The group’s political strategy was to form coalitions with other activist groups while retaining their independence as Black women. They were socialists who rejected capitalism and imperialism, but wrote in their declaration that they were not convinced that “a socialist revolution that is not also a feminist and anti-racist revolution will guarantee our liberation.”

They coined the term “identity politics” to describe their unique position as Black women facing a variety of oppressions. The statement emphasized economic, gender, and racial repression and made fighting on all fronts key to its emancipatory politics. The group introduces “identity politics” with a powerful explanation of its liberatory potential:

We believe that the most profound and potentially most radical politics come directly out of our own identity, as opposed to working to end somebody else’s oppression. In the case of Black women, this is a particularly repugnant, dangerous, threatening, and therefore revolutionary concept because it is obvious from looking at all the political movements that have preceded us that anyone is more worthy of liberation than ourselves. We reject pedestals, queenhood, and walking ten paces behind. To be recognized as human, levelly human, is enough.

To this day, activists hold this statement in high regard, and it continues to serve as a primer on socialist organizing that recognizes the importance of holistic organizing against multiple oppressions. Activist groups recognize, or at least pay lip service to, the need to organize people in multiple ways; justice can never be about just class, race, gender, or homophobia. These beliefs and aspirations have found new expressions in Black Lives Matter as well as socialist organizations such as the revived Democratic Socialists of America—particularly in its diverse working groups and caucuses.

I spoke individually with the collective’s founders—Demita Frazier, Beverly Smith, and Barbara Smith—as well as Combahee member Margo Okazawa-Rey.
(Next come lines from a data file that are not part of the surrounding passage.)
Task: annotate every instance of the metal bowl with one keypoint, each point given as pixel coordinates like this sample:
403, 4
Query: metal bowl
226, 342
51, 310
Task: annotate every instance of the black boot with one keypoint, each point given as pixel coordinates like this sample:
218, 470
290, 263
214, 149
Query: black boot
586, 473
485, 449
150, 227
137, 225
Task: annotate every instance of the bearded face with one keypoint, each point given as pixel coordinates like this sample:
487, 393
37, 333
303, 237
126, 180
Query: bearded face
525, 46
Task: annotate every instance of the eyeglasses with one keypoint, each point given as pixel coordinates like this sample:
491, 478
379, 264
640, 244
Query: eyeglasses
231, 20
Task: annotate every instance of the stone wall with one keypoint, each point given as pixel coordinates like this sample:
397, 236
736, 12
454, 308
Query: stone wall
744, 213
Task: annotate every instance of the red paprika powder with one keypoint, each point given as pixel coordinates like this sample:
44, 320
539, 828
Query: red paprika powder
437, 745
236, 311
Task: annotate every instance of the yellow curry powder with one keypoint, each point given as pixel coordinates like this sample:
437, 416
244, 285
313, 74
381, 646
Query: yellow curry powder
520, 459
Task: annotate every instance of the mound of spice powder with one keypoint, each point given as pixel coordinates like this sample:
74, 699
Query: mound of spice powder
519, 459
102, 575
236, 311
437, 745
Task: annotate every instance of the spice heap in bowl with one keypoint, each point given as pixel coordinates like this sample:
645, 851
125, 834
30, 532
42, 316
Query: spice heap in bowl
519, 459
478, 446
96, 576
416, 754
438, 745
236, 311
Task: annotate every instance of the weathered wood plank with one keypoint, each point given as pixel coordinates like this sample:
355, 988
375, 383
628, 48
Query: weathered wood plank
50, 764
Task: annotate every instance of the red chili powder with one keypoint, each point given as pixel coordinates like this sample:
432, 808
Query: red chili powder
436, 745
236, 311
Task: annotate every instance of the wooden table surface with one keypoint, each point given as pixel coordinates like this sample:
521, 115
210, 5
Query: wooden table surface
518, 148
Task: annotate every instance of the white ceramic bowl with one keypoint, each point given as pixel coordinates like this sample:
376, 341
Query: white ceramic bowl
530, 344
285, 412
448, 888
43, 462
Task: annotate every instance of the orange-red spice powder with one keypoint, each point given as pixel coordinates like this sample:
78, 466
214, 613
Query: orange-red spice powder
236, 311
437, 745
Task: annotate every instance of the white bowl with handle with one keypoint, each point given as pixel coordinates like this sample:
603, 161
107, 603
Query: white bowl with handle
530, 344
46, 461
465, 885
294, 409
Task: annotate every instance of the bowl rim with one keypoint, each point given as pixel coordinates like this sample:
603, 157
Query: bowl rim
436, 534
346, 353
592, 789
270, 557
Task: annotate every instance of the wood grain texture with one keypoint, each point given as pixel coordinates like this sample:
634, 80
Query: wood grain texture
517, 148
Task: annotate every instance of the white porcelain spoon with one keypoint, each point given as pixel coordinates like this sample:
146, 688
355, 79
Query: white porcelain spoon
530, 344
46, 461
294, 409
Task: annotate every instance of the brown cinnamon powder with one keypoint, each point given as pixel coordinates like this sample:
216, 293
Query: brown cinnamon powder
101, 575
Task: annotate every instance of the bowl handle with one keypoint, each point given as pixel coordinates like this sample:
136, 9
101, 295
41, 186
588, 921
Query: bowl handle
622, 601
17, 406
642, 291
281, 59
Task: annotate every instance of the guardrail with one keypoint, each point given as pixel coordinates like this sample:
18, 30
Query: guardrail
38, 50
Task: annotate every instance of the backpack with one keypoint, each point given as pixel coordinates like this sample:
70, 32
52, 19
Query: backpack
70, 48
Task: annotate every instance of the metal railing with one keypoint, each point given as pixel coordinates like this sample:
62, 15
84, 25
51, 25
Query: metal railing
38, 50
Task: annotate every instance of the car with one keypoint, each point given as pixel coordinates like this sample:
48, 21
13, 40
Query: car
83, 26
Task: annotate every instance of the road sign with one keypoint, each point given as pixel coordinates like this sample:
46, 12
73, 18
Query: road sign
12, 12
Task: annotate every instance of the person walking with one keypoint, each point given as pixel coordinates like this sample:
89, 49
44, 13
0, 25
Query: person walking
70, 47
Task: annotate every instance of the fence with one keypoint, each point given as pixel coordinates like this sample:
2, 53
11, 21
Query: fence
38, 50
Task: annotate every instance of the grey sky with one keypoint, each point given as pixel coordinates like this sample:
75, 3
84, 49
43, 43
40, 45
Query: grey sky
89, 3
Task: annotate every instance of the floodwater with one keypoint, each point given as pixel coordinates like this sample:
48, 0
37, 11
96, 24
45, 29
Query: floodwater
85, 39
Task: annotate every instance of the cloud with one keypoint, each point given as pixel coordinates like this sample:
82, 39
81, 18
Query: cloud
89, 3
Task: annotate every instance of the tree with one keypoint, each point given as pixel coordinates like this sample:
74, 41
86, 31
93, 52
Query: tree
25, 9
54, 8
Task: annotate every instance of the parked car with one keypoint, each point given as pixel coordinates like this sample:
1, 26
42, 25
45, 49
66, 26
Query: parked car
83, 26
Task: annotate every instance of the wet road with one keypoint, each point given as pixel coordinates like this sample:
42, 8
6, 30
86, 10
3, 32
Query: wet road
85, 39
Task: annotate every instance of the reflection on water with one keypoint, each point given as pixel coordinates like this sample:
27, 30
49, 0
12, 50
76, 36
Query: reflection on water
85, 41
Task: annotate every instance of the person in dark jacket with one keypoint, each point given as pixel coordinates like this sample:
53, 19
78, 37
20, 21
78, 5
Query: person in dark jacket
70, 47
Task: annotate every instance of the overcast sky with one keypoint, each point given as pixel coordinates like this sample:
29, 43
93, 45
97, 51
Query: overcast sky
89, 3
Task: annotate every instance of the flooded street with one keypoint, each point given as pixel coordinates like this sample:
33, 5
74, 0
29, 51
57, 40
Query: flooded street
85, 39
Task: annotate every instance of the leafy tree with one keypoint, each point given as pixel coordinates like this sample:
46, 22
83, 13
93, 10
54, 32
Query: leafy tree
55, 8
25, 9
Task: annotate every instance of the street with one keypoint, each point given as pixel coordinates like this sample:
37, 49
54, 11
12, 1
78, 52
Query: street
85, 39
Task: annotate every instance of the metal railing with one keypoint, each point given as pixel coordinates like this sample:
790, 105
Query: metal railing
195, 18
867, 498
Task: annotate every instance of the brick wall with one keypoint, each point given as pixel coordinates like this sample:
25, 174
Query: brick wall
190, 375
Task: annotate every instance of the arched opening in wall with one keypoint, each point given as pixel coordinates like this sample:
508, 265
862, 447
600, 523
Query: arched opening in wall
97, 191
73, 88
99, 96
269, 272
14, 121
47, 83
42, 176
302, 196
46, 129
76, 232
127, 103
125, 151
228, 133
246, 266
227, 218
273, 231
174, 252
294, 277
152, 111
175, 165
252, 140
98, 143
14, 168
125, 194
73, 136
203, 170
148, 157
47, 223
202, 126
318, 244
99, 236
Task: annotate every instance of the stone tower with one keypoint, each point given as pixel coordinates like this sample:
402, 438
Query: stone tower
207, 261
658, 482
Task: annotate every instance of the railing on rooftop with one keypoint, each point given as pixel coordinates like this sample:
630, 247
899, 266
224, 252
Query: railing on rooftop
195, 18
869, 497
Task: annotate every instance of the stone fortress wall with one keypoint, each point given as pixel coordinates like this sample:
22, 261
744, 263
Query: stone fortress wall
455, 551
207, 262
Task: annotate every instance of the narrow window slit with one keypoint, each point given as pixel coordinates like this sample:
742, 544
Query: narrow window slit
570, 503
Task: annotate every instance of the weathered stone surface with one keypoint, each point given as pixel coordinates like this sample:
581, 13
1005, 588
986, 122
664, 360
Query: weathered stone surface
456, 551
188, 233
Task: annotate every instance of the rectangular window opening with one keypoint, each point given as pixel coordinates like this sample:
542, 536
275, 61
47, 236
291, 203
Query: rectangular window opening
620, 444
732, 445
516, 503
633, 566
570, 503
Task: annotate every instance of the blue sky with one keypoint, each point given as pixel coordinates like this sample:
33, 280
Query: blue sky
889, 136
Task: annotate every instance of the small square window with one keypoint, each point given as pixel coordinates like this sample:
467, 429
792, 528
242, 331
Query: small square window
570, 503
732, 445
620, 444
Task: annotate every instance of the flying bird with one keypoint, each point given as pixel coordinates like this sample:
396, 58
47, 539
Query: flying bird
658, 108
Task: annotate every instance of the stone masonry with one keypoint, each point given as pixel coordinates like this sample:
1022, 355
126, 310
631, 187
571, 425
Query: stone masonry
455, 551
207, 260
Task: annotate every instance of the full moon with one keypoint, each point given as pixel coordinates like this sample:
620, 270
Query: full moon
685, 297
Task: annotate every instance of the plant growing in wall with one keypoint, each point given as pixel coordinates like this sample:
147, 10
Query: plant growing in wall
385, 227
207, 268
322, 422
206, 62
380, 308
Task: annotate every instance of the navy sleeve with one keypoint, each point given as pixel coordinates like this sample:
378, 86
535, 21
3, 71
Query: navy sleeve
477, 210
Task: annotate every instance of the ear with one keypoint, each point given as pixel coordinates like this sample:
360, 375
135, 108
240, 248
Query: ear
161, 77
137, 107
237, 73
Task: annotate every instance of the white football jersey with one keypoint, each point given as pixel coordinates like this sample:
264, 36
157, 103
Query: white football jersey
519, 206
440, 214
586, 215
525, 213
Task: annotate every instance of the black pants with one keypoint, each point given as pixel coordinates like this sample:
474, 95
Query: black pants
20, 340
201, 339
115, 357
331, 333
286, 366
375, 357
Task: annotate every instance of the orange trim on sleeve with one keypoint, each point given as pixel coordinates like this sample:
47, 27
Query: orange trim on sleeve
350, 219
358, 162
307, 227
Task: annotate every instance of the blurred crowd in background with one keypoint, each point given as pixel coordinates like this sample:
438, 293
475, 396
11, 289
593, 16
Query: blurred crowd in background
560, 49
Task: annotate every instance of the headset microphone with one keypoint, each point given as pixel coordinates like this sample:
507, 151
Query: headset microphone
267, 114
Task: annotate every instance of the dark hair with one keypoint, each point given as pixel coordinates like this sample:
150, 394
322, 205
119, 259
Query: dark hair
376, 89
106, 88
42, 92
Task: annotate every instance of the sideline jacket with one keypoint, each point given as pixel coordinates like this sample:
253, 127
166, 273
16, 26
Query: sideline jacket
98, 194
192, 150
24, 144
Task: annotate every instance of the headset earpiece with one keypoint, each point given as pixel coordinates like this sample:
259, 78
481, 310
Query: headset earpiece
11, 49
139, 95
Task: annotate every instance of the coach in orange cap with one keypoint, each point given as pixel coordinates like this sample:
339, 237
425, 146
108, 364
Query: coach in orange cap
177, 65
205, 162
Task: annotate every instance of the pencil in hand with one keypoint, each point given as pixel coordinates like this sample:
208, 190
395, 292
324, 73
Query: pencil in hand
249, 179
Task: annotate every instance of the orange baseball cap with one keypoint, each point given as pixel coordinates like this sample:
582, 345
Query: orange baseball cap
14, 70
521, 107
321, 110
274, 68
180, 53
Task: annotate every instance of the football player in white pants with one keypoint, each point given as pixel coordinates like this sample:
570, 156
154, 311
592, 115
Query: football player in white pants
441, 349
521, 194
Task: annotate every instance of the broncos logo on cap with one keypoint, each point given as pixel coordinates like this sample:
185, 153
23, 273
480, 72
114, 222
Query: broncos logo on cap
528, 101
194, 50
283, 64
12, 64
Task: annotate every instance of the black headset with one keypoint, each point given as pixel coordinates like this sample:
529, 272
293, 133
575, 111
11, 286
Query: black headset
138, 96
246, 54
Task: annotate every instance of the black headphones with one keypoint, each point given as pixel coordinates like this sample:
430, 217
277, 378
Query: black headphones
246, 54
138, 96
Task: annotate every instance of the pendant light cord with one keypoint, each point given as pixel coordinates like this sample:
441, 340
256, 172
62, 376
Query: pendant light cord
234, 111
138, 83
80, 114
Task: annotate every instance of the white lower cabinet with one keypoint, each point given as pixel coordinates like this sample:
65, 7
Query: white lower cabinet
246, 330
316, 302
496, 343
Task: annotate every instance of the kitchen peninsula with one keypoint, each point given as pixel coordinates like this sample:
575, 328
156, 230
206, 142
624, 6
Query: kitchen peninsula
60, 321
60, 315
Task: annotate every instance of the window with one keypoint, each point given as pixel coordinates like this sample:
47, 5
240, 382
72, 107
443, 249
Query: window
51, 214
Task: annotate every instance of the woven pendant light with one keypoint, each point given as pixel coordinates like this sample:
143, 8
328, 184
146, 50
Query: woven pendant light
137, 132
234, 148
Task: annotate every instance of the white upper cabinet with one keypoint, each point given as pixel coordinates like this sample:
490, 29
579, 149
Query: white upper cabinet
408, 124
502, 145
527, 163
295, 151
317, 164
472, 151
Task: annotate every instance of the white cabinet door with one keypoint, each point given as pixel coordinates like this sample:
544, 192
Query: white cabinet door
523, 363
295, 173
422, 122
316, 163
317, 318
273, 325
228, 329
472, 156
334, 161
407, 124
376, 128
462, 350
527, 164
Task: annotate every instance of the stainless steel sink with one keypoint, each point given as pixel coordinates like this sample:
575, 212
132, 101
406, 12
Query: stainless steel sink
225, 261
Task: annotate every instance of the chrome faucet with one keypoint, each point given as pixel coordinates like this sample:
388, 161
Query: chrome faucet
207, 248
We discussed the collective’s history, the true meaning of identity politics, youth organizing, and what they would change about their influential statement.

THE ORIGIN STORY, 1971–74

The collective got its start when Beverly Smith told her twin sister, Barbara, about an organization called the National Black Feminist Organization (NBFO). Barbara and Demita Frazier established the Boston chapter of the NBFO, which brought together members of the future Combahee River Collective.

Beverly Smith: I was the one who told Barbara about the first Eastern Regional Conference of the National Black Feminist Organization in the fall of 1973. I knew about it because one of the people who was heavily involved in the organization’s formation was a woman named Margaret Sloan [a cofounder of the National Black Feminist Organization]. And I met her since I was working at Ms. [the magazine, where Sloan rented an office].

Barbara Smith: Those of us who attended the Eastern Regional Conference, which drew several hundred people, were asked to start chapters of the National Black Feminist Organization in our respective cities. So, in January 1974, the Boston chapter of the National Black Feminist Organization was formed.

But the women soon realized that their vision for social change was more radical than the NBFO’s, and they broke off to form their own collective.

Demita Frazier: We were feeling very different from how NBFO was organizing itself. We were also interested in forming ourselves as a collective, rather than in a hierarchical structure, with a president, vice president, or whatever sort of schema that NBFO was proposing at the time. We believed socialist theory was important as we considered the material situations of Black women under capitalism. That did not appear to be a conversation taking place in the NBFO.